Pendant plusieurs minutes, M. Keroulaz garda le silence ; il semblait rêver. J’attendais.

— C’est bien vrai, dit-il tout à coup, répondant à sa propre pensée, un temps qui fut, je souhaitai de me venger. L’homme a tué mon fils avant de me voler mon dernier morceau de pain. On voit clair à l’heure de mourir, allez monsieur Corbière l’homme a tué ! Mais voilà bien des jours que je me sens faiblir, faiblir : c’est l’âge un peu, beaucoup la peine. Depuis bien des jours aussi, je ne me sens plus de colères ; Yves, mon cher fils, était un chrétien : je le vois dans le ciel… La première fois que vous m’avez parlé de transaction, monsieur Corbière, vous avez fait bien du mal à mon orgueil. Souvenez-vous : ils ont pu couper nos têtes, mais non pas les courber. Il y a des mots que nous ne comprenions pas, nous autres, les vieux gentilshommes de la Bretagne. Transiger, c’est céder. Nous avions dans le cœur la rude devise que l’Anglais nous a empruntée : « Dieu et mon droit. » Pauvre parole, monsieur Corbière ! Quand on a dit Dieu, il ne faut rien ajouter.

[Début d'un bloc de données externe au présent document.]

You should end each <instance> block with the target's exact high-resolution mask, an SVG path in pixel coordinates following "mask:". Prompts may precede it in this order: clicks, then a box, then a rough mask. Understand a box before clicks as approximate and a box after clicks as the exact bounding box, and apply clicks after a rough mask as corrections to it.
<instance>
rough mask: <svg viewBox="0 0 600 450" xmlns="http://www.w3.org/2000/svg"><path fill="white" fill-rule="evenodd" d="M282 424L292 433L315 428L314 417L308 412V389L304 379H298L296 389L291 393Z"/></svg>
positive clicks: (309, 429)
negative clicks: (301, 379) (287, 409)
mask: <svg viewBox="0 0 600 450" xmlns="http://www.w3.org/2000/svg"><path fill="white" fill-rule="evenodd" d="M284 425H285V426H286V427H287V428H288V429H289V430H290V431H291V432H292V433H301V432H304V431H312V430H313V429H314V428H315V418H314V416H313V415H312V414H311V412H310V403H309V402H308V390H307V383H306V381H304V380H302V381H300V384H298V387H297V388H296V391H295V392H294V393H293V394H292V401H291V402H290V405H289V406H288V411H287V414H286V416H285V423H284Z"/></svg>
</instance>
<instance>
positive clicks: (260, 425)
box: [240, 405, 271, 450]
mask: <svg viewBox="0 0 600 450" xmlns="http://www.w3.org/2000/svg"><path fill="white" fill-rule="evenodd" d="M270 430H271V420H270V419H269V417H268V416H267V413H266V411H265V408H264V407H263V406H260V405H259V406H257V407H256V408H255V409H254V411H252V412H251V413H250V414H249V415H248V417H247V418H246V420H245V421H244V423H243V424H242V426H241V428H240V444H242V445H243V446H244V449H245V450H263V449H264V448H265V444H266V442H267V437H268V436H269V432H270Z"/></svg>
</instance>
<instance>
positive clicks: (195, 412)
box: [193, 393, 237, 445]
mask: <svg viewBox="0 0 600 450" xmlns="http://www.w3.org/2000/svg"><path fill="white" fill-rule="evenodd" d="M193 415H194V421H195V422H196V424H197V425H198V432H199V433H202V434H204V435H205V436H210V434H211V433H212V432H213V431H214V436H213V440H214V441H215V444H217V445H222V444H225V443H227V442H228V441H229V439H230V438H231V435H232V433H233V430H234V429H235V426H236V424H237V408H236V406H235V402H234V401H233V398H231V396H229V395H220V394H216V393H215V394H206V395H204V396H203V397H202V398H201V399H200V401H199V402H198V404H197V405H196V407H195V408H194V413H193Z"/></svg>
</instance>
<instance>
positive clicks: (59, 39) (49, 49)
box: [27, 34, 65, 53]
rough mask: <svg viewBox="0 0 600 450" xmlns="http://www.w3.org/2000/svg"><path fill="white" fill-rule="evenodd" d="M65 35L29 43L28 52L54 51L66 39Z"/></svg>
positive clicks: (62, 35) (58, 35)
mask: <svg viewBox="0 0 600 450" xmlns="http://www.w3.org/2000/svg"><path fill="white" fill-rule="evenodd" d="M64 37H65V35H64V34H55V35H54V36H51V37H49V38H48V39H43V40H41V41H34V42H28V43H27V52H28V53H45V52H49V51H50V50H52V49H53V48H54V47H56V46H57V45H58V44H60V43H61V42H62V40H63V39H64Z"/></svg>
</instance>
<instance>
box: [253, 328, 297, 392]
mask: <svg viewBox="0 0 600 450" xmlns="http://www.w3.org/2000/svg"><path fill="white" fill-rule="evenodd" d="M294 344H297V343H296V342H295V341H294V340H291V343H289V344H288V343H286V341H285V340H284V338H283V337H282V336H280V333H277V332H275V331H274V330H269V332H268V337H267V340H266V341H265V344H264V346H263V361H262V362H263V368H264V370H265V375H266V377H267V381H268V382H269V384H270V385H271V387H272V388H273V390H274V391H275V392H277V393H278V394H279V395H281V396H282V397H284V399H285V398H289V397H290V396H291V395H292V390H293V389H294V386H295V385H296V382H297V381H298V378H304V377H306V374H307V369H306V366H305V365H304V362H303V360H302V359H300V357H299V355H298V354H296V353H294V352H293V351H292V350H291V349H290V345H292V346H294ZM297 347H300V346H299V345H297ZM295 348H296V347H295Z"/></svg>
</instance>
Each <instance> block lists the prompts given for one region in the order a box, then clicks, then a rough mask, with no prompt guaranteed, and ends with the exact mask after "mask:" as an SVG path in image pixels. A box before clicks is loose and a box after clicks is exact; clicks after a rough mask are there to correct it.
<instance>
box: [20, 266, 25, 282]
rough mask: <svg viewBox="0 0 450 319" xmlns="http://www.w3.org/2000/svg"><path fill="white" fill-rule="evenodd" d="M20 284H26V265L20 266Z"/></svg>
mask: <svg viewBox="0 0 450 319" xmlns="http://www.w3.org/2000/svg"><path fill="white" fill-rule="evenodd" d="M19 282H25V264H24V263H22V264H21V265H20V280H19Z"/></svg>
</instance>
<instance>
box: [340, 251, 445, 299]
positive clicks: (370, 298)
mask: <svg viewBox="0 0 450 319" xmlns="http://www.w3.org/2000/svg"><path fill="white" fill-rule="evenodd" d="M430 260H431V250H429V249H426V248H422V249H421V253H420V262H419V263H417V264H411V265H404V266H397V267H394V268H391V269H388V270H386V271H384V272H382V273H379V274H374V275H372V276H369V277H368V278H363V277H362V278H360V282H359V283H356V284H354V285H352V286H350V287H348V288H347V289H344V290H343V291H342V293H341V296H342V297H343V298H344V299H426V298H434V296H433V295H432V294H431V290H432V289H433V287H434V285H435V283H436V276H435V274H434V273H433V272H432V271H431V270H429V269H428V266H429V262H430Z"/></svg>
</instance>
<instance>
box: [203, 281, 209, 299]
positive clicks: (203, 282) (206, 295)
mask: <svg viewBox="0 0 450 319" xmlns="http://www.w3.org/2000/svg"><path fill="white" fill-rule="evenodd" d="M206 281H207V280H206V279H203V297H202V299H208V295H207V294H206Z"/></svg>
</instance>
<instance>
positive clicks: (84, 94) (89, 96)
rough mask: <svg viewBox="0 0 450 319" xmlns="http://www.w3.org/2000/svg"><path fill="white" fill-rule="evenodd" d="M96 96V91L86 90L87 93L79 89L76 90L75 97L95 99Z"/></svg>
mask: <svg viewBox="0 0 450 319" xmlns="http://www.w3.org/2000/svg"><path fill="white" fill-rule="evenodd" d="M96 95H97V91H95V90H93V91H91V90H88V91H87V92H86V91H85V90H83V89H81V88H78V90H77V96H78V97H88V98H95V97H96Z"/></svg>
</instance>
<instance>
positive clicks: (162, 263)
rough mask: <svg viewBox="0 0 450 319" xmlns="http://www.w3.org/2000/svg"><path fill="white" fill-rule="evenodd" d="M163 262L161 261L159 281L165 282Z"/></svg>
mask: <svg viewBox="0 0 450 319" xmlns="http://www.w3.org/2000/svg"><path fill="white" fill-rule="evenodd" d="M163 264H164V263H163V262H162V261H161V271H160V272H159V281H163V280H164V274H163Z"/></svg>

Voilà un mois, comme disant nos bonnes gens, j’ai lavé mon linge pour le grand voyage. Mon confesseur m’a grondé de n’avoir pas ouvert à l’homme qui frappait à ma porte avec des sentiments de repentir, peut-être. J’ai donc ouvert quand l’homme est revenu.

— Ah m’écriai-je, vous avez vu M. Bruant !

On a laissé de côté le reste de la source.